Estimated Training Cost
Meta has not disclosed training compute for Llama 4. Estimates based on model scale, architecture, and corpus size:
- Scout: ~$8–15M (efficient MoE, single expert per token, smaller total params)
- Maverick: ~$30–50M (128-expert MoE at 400B total params demands significant routing overhead and training stability investment)

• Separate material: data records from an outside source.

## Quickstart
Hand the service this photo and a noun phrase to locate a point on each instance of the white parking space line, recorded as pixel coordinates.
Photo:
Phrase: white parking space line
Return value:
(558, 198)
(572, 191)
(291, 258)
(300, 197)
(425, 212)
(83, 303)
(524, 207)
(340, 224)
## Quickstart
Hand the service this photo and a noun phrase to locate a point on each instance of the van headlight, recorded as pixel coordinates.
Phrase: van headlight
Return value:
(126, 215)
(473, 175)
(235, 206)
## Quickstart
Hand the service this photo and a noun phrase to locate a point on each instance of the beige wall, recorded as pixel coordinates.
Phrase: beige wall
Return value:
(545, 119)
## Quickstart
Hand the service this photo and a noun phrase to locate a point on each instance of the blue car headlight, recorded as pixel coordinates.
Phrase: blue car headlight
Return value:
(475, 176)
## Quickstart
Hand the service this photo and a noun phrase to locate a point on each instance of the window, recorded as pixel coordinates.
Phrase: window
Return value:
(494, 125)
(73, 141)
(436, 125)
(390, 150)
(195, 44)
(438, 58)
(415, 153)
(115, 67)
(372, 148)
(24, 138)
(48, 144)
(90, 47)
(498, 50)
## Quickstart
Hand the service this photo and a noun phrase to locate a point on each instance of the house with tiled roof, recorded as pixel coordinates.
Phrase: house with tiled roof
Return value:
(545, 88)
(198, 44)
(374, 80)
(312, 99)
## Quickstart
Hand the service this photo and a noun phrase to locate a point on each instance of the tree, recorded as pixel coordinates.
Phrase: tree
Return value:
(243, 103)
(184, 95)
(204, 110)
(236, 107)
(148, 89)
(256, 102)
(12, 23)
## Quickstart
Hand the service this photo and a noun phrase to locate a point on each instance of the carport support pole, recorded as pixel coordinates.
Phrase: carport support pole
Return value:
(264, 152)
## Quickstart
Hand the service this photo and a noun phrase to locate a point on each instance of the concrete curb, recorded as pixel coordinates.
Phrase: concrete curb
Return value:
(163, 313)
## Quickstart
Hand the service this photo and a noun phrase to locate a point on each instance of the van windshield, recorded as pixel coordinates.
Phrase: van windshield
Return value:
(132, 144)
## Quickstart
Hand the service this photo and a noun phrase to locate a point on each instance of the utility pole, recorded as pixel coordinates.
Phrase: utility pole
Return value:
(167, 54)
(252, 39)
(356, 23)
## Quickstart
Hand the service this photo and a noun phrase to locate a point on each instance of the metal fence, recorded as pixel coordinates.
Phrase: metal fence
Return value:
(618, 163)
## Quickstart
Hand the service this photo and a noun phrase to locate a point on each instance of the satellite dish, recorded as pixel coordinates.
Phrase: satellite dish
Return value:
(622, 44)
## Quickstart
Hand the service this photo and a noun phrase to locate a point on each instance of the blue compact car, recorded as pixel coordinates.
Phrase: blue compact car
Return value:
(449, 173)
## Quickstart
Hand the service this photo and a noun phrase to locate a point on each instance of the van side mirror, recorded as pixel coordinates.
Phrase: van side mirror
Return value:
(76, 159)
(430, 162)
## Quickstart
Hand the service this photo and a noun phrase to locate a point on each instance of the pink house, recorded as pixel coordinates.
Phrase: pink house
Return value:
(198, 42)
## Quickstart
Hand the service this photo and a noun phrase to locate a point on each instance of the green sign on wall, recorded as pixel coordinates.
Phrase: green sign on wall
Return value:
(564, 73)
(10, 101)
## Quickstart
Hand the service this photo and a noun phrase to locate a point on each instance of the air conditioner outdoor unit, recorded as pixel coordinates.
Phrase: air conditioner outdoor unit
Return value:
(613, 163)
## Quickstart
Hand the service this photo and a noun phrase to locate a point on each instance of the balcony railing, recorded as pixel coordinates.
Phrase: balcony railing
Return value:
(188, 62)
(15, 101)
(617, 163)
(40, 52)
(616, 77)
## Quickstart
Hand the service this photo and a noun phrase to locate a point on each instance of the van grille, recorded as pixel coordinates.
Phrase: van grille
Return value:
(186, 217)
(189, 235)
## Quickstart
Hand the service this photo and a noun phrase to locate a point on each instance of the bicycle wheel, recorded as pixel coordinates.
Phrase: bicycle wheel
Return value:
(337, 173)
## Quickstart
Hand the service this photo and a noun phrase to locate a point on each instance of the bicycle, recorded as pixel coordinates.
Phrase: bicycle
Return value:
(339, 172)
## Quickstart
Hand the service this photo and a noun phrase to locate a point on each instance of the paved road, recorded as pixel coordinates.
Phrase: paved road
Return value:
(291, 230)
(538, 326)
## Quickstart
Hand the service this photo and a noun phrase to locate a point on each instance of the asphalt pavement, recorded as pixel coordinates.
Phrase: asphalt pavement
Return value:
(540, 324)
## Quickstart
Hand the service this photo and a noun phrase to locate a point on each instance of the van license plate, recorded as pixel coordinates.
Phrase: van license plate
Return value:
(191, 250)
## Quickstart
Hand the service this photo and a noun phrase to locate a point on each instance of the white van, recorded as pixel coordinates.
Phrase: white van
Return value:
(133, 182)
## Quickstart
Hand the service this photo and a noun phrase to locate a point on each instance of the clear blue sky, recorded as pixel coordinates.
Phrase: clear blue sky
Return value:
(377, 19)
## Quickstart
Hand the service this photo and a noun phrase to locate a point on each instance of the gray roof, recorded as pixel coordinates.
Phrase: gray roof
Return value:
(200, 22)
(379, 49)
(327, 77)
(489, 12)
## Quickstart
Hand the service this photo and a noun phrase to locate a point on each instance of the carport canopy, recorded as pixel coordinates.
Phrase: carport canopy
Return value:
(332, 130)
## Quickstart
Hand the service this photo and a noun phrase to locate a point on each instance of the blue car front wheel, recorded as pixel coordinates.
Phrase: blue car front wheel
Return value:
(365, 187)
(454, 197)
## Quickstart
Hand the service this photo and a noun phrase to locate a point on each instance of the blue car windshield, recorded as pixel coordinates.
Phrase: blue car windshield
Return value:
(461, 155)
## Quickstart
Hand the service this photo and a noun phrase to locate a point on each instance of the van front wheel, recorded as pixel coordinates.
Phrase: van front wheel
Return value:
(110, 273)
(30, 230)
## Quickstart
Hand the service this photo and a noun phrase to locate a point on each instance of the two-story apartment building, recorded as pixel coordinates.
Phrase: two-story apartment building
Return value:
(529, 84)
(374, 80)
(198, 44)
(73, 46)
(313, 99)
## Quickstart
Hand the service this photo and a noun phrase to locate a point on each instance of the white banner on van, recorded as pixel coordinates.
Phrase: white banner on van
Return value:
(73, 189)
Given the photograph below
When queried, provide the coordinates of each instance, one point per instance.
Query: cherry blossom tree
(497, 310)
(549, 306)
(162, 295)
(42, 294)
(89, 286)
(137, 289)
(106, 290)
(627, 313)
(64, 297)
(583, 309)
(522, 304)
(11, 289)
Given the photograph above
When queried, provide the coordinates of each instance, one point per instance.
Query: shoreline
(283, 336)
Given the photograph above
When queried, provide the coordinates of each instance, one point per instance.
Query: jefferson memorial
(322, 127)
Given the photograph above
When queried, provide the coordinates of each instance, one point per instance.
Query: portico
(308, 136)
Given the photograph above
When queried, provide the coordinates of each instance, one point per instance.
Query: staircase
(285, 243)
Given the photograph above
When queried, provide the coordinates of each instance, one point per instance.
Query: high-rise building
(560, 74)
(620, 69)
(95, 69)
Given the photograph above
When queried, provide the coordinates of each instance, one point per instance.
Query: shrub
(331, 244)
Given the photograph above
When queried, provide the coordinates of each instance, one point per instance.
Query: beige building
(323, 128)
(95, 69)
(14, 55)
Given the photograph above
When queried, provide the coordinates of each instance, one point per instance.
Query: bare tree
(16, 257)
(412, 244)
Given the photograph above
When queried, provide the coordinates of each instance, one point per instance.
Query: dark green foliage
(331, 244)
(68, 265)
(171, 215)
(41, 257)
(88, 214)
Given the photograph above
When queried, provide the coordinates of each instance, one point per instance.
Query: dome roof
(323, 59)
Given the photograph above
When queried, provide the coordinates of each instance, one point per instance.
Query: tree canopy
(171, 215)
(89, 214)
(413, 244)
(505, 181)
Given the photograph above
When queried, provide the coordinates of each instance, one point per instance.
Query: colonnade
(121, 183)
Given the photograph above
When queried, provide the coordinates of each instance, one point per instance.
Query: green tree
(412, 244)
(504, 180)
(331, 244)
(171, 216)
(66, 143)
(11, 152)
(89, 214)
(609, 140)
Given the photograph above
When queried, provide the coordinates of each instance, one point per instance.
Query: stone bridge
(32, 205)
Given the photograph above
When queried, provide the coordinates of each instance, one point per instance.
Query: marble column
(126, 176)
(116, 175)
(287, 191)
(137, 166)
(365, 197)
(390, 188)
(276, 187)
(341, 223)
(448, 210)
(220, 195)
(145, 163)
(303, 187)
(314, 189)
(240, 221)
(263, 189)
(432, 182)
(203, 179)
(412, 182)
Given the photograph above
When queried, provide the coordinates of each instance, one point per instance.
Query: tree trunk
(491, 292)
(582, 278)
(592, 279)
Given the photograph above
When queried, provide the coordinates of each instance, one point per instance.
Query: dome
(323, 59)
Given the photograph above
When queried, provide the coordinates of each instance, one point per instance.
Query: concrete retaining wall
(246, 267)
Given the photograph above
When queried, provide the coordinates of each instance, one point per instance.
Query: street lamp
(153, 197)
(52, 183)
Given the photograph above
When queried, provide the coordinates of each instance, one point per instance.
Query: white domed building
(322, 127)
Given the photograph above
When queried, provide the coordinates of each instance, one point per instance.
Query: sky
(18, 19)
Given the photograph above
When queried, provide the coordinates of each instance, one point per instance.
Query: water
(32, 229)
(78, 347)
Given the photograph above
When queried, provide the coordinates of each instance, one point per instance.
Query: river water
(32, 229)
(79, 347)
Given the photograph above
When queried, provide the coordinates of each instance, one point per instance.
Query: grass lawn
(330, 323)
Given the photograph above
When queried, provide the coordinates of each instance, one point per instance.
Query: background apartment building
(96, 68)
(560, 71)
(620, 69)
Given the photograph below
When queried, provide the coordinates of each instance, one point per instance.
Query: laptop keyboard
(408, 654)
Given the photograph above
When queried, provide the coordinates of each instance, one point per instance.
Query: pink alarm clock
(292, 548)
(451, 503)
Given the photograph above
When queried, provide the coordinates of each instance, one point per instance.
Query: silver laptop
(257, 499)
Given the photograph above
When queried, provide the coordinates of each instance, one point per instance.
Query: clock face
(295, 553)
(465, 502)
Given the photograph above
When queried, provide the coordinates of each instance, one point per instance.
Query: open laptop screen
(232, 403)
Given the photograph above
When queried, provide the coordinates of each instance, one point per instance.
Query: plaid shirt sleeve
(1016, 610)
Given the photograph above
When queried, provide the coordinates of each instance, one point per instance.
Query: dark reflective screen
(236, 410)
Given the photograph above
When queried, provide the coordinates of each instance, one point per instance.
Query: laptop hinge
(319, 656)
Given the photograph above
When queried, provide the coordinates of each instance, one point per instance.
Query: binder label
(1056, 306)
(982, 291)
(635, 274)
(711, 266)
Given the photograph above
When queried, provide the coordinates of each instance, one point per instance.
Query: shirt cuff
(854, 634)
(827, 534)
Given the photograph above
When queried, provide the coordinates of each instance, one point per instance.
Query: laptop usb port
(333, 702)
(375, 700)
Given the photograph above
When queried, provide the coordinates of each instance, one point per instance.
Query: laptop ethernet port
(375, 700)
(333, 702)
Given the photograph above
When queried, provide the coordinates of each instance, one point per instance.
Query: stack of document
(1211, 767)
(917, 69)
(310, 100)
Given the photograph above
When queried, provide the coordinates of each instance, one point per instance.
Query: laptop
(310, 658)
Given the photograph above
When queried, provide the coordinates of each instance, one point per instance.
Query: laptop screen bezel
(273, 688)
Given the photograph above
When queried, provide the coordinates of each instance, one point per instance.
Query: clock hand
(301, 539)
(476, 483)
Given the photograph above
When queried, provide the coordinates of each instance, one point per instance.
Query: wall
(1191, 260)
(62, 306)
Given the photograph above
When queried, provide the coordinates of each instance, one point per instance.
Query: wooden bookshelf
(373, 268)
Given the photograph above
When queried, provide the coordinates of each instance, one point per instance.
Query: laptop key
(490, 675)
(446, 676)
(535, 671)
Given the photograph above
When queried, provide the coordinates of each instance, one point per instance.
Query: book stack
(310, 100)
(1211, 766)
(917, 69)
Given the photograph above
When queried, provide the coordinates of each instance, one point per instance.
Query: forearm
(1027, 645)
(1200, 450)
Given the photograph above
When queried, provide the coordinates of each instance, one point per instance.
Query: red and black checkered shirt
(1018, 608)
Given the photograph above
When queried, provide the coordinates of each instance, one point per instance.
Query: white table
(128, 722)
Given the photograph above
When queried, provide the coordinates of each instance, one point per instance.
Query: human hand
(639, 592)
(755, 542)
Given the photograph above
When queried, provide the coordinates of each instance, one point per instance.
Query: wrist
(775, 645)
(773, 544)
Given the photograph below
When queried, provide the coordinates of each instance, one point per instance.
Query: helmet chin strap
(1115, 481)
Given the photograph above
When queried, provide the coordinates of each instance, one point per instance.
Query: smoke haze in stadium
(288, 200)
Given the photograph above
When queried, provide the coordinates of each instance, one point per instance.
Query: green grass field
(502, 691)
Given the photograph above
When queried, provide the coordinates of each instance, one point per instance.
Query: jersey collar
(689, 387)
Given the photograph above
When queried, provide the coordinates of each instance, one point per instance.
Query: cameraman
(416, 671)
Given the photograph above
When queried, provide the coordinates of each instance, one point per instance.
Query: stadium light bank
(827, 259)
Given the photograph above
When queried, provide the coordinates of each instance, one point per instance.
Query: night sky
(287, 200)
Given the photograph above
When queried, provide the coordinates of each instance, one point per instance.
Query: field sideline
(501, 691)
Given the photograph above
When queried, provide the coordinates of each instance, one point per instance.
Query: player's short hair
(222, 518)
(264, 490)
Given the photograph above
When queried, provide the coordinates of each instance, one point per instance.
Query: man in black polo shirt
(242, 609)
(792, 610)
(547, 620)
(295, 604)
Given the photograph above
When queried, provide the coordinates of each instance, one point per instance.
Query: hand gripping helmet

- Behemoth: Estimated $150–300M+ (frontier-class training at 2T parameters — comparable to GPT-5-tier training expenditure)
Best Use Case
Llama 4 Scout is the infrastructure backbone for startups building production agentic systems — its 10M context window unlocks entire-codebase-in-context workflows at 17B inference cost. Maverick is the reasoning workhorse when you need maximum quality per token.
#4 — Moonshot AI Kimi K3
Parent Company: Moonshot AI (China)
License: Open-weight (public weights — full open-source terms still being clarified at publication)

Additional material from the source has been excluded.